-Re: ExecSource->MemoryChannel->AvroSink->AvroSource->FileChannel->HDFSSink throughput question
Chris Neal 2013-02-01, 16:40
Thanks for the help Juhani :) I'll take a look with Ganglia and see what
things look like.
Any thoughts on keeping the ExecSource.batchSize,
MemoryChannel.transactionCapacity, AvroSink.batch-size, and
HDFSSink.batchSize the same?
I looked at the MemoryChannel code, and noticed that there is a timeout
parameter passed to doCommit(), where the execption is being thrown. Just
for fun, I increased it from the default to 10 seconds, and now things are
running smoothly with the same config as before. It's been running for
about 24 hours now.
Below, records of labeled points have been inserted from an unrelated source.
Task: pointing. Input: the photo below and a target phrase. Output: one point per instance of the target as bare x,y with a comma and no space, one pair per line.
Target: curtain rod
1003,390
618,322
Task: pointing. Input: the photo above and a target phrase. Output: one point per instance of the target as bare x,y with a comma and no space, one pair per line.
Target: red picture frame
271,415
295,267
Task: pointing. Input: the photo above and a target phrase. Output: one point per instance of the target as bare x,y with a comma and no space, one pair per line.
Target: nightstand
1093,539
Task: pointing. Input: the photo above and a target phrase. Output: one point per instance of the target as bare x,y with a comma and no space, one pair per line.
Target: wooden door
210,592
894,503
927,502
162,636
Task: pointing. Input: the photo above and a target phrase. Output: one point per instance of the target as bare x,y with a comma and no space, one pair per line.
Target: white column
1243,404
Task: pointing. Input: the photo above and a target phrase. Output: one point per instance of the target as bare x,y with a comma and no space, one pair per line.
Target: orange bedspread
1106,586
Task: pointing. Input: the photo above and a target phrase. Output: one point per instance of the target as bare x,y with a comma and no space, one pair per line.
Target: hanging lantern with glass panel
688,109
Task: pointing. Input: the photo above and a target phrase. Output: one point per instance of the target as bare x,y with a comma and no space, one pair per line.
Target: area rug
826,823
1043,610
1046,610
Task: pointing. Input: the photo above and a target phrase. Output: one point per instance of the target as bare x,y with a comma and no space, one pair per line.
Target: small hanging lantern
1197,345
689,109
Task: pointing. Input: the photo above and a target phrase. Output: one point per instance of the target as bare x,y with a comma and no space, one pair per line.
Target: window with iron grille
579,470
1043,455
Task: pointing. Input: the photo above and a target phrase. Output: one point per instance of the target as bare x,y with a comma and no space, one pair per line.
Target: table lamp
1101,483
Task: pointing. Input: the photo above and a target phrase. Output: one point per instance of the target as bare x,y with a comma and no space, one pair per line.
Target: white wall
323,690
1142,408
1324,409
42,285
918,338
A step in the right direction anyway! :)
On Thu, Jan 31, 2013 at 8:12 PM, Juhani Connolly <
[EMAIL PROTECTED]> wrote:
> Hi Chris,
> The most likely cause of that error is that the sinks are draining
> requests slower than your sources are feeding fresh data. Over time it will
> fill up the capacity of your memory channel, which will then start refusing
> additional put requests.
> You can confirm this by connecting with jmx or ganglia.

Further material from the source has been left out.